Fuck Toute
Fuck Toute
GBS Records
***1/2
Le nom circule depuis le printemps 2015 et intrigue dès le premier instant. On l’a vu dans les rues, l’an dernier, pris entre deux souricières dans une manifestation anti-austérité. Puis on l’a vu sur Facebook, dans les retrouvailles en studio du batteur Jonathan « Big » Bigras (Galaxie, Samito, Laura Sauvage, Bald Vulture, Les Deuxluxes, etc.) et du chanteur François Gagnon qui se réunissaient pour la première fois depuis le deuxième record des Guenilles, en 2011.
Les deux sont arrivés quasiment en même temps et se répondaient parfaitement. D’un côté, un slogan qui résume la grogne citoyenne, de l’autre, une pulsion musicale enragée et un logo qui reprend habilement celui de Black Flag en doigt d’honneur, qui se transforme en patch, en graffiti. La boucle d’interinfluence fonctionne, mais on attendait encore un album de la part du duo notoire, doublé par David Horan et Maxime Gouin aux cordes.
La 14 octobre paraissait l’attendu premier album de la formation de musique méchante Fuck Toute. Un momentum parfait pour concorder avec le troisième débat américain où c’est «un fou qui va nous nuker» et «une menteuse qui va nous vendre aux riches», pour citer la chevronnée politologue entendue dans le métro ce matin. Pour concorder avec les coupures, les pertes d’emplois, les journées qui raccourcissent. Pour concorder avec l’automne et le blues de novembre, le rush de la rentrée, le rush de mi-session, le rush de pré-Noël et les moments épisodiques où tu croises ton ancienne flamme à l’épicerie. Fuck Toute, comme un terme qui canalise tout ce qu’il y a de négatif, d’animal et de passionnel pour le transformer en «musique méchante» (© FaV2016).
La musique méchante, dans le cas présent, c’est un point de rencontre équilibré entre le crust, le hardcore, le stoner et le punk. On obtient quelque chose de gras, rugueux, irrévérencieux et agressif, réparti sur 16 pistes qui frôlent la marque du 30 minutes. Ça en fait, en quelques sortes, une œuvre monumentale; non pas par sa longueur, plutôt standard pour le genre musical, mais par le standing de ce dernier. Cet album homonyme est la chose qui ressemblera le plus à un éventuel album des Guenilles depuis le décès, à mon avis prématuré, desdites Guenilles.
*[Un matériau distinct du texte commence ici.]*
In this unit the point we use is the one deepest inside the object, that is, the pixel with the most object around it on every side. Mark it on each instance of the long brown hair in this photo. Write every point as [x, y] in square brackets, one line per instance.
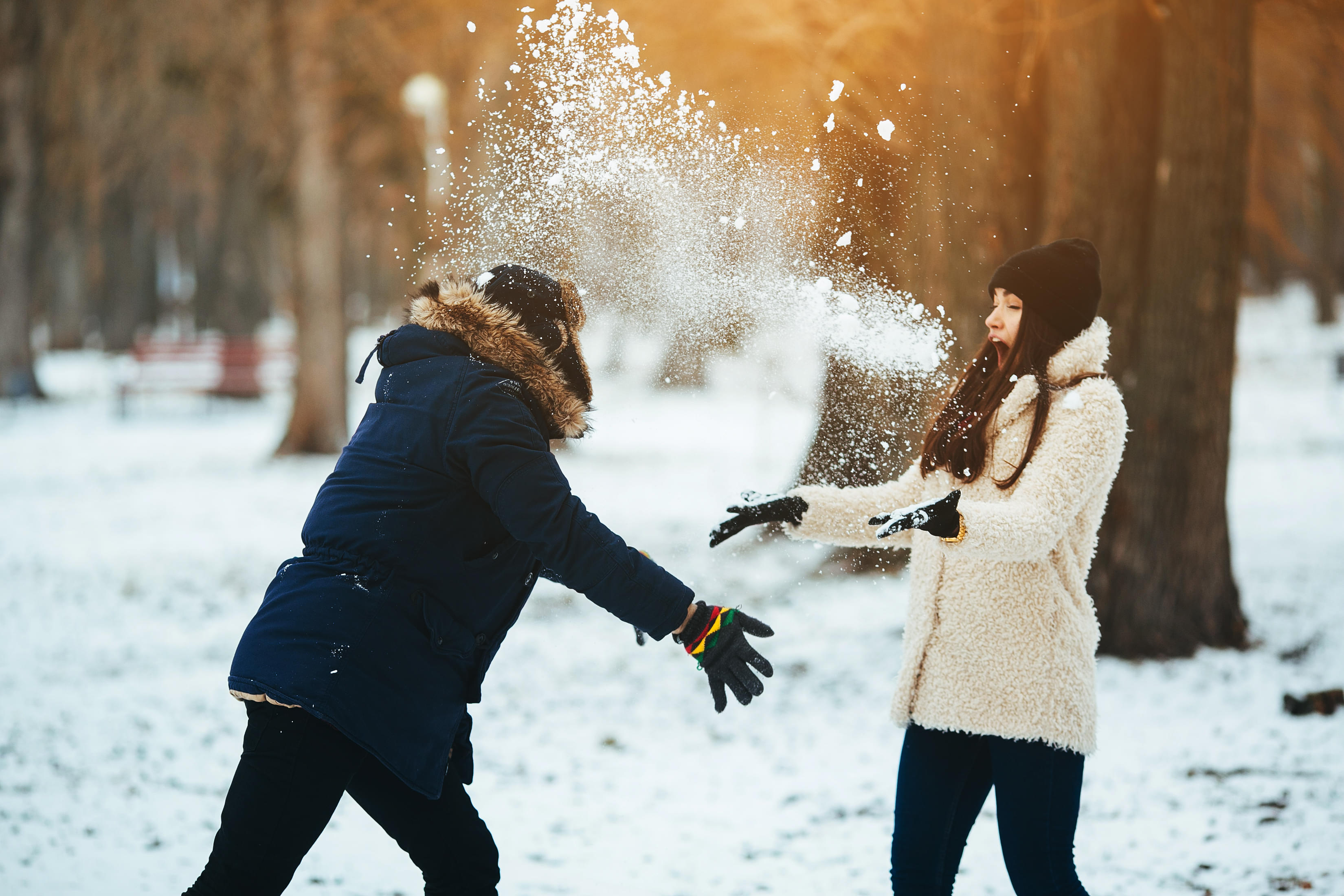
[956, 440]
Les sujets y sont variés, mais à la fois similaires à ce que Gagnon, ou du moins ses collègues, nous ont montré dans le passé. Par exemple, le titre Fuck Toute comprend quand même son lot de ressemblances avec La Scène locale de l’album Zéro pis une barre. On sait que le chanteur n’était à ce moment plus dans la formation, mais on ne peut s’empêcher de penser que la pomme n’est pas tombée loin de l’arbre.
Au moins, Fuck Toute pousse tout un cran plus loin par rapport à ses propres standards, mais aussi par rapport aux autres; on se dit qu’entre Meth de minuit sur cet album-ci et le titre Mess de minuit d’Émeute Poubelle, il y a une similitude, mais, également, un cran d’intensité remarquable.
Bref, sans réinventer, Fuck Toute fait du bien par là où ça passe et nous rappelle qu’on a un criant besoin de représentants de ce son heavy en français dans les canaux de diffusion alternatifs qui peuvent parler aussi de folk et de hip-hop. Le public est prêt et en a besoin. Et si t’es pas d’accord, fuck toute, même ton opinion; c’est peut-être ton attitude, le problème.